The 100 block of Broad Street in Griffith — a town that saw five of its businesses as well as its Town Hall close temporarily for deep cleaning after the COVID-19 virus infiltrated their barriers and got several people sick in October — represents the whole range of scenarios a year kneecapped by a worldwide pandemic could see.
On one end of the block is Grindhouse, which put up its chairs and closed to indoor patrons March 13; on the other is the now-defunct Twincade, which closed its doors December under the weight of being an eventspecific place despite receiving $30,000 in PPP money.
“We were quite apprehensive to reopen because of the nature of our business; it’s all celebratory and there are video games where you know people touch everything all the time,” former owner Patricia Sidener said in December of the state lifting the quarantine last May. “Our whole marketing idea is parties, it’s events. On Friday night, Saturday night, we’re packed with birthday parties nonstop, and then all of a sudden, we don’t have these events going on.”
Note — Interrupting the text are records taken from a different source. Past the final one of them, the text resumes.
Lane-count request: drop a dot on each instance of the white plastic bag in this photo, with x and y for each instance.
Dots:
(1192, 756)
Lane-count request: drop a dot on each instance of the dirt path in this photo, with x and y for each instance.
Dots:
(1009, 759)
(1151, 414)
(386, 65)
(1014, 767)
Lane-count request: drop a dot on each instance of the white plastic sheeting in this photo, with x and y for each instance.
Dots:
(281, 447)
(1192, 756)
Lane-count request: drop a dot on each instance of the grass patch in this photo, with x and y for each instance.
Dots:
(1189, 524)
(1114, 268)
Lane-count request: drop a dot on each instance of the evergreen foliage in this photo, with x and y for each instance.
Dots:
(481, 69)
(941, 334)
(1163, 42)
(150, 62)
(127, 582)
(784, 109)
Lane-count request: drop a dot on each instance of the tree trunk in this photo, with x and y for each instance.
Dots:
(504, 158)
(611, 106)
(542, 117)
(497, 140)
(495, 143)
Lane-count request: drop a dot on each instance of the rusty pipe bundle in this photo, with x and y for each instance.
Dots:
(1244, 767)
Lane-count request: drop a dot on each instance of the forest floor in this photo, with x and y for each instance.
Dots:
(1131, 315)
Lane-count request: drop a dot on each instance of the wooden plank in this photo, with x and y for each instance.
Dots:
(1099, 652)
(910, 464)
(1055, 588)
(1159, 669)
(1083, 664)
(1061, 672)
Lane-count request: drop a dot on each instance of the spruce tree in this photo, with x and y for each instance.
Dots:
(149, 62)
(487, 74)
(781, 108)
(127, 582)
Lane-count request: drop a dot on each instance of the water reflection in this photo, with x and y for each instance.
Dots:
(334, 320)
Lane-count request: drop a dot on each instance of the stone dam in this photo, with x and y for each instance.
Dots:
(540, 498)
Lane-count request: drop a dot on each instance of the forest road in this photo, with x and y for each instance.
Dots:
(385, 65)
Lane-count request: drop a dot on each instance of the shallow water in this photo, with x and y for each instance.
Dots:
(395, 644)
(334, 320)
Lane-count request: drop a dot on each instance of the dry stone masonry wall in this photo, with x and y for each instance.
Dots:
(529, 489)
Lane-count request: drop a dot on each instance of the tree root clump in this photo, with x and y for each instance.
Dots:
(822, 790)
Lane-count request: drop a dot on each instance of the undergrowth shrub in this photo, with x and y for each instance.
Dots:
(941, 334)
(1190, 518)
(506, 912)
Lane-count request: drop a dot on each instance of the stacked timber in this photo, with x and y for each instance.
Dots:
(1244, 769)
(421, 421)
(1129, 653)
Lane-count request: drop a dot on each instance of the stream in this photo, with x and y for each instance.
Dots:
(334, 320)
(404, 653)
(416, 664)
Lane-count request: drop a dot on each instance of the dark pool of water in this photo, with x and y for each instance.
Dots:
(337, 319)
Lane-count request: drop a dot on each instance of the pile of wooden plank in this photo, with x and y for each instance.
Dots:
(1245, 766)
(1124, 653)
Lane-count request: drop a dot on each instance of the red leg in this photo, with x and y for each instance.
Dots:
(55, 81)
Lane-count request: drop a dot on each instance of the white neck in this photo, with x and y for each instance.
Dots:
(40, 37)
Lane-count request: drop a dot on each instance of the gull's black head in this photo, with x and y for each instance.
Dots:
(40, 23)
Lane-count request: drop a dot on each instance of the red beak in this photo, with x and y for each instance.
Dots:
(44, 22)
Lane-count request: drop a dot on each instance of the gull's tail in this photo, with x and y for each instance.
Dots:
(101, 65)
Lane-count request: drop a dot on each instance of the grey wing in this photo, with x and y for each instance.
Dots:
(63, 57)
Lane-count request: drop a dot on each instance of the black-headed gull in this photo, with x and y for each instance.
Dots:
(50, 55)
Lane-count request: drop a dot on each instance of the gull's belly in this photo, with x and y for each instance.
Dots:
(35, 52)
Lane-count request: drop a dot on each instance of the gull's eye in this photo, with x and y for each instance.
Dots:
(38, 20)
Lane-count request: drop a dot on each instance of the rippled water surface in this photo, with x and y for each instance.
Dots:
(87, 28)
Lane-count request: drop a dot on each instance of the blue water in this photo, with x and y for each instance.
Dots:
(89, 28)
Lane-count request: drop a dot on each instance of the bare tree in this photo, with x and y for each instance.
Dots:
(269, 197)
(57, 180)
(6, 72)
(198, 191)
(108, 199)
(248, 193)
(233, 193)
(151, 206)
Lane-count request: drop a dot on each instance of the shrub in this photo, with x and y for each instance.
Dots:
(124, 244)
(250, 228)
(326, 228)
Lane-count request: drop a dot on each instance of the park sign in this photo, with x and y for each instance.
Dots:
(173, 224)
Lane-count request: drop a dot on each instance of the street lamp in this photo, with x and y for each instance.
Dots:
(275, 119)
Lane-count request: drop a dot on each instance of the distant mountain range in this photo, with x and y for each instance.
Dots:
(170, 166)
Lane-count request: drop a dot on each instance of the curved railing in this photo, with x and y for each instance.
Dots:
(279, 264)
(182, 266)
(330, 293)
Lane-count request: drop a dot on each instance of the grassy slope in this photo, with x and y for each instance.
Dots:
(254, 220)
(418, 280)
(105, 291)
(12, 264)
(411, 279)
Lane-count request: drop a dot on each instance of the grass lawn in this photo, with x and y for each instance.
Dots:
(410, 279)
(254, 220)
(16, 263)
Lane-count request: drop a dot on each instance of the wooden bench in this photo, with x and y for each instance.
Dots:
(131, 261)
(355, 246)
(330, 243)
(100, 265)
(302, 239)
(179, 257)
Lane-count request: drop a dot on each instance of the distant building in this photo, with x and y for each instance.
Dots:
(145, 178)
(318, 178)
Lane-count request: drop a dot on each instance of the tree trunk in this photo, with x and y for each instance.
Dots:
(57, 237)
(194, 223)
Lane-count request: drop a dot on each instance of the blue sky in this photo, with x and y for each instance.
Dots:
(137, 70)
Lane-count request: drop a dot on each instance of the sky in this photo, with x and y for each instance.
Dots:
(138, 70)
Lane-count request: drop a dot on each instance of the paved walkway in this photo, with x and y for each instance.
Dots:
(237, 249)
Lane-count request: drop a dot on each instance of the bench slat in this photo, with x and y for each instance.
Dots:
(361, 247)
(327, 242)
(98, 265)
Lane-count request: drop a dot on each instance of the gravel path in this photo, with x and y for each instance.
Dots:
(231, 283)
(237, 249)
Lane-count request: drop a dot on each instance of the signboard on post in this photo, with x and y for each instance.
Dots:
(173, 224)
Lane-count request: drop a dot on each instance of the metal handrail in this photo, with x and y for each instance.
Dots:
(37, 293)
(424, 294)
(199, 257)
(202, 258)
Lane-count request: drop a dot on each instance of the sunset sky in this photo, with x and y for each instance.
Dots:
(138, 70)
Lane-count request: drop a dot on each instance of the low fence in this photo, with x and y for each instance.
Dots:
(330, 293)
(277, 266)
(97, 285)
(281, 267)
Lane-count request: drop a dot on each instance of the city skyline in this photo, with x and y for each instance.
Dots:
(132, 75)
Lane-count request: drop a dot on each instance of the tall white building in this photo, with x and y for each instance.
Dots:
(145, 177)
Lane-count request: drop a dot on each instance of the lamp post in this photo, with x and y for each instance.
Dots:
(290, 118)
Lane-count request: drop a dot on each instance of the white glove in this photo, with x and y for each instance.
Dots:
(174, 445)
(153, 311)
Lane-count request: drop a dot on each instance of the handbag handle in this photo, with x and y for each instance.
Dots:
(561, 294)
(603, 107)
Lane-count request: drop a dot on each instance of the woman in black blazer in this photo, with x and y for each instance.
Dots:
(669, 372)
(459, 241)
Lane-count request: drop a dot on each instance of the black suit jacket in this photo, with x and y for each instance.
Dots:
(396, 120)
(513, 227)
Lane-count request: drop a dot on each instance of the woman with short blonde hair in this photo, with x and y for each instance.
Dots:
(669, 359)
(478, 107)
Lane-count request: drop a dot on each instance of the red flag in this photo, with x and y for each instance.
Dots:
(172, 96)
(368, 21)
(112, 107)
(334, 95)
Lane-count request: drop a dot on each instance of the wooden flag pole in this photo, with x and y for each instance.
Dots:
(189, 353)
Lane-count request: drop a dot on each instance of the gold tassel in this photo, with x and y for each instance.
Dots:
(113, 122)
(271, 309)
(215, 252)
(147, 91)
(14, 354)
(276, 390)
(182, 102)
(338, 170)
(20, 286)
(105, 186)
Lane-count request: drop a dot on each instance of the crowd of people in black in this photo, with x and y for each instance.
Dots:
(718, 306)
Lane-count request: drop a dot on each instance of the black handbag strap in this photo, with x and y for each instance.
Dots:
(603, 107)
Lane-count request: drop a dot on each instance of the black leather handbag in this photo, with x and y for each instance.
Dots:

Blythe’s Sporting Goods, meanwhile, saw lines out the door of people purchasing firearms and ammunition for much of the summer due to civil unrest after Minneapolis Police killed George Floyd in May.
The pandemic shutdown bludgeoned Indiana from the start, sending its unemployment rate to a stratospheric 16.9% in April, up from a mere 3.2% in March, according to the Indiana Department of Workforce Development’s website. May and June’s numbers remained remarkably high — at 12.3% and 11.2%, respectively — but dropped considerably in July, to 7.8%, coinciding with Gov. Eric Holcomb kicking the state into Stage 4.5 of his “Back on Track” plan for reopening.
Despite Indiana’s COVID-19 infection rates skyrocketing from November through January, the state’s unemployment numbers continued to fall, even as the state tightened and loosened its restrictions as positive COVID cases rose and fell. By December, unemployment had fallen to 4.3%, compared with 3.1% at the start of the year, according to the Department of Workforce Development.
Northwest Indiana really took it on the chin in those early days, clocking in at 19.6% unemployment, said Micah Pollak, Indiana University Northwest’s Director of the Center for Economic Education & Research and Associate Professor of Economics, in his 2021 forecast for the Indiana Business Journal. The region shed almost 30,000 jobs that month, or 10.7% of its entire employment, he said, and while the state did recover quickly, “the full and longer-term economic effect of the crisis on Northwest Indiana’s economy is still mostly unknown,” and won’t be realized until later this year.
“As we reach the end of 2020, as much of the economic recovery that can happen without a longterm solution to the coronavirus pandemic has already happened. The economic recovery necessary to restore pre-pandemic levels of employment and income will likely take until well into 2022 or longer,” Pollak said in his forecast. “How long this recovery takes will depend crucially on how quickly a long-term solution to the virus can be found, most likely in the form of an effective and widespread vaccine.”
Having just signed the lease on a second Grindhouse location in Whiting, Mauch was on top of the world when the coronavirus set up shop in the states. His sister and business partner, Kate Mauch Sheehan, breaking her leg a week after they signed the lease predicted the nightmare to come in a way.
“I feel like I’ve been on constant pivot, constant adjustment since last year, when we started operating under the suspicion that we would have to close,” Mauch said. “When we reopened, we stopped doing sandwiches for a month. Then we got to Stage 4. We brought the food back; you can’t eat it here, but at least you can have a Turkey Dolo.”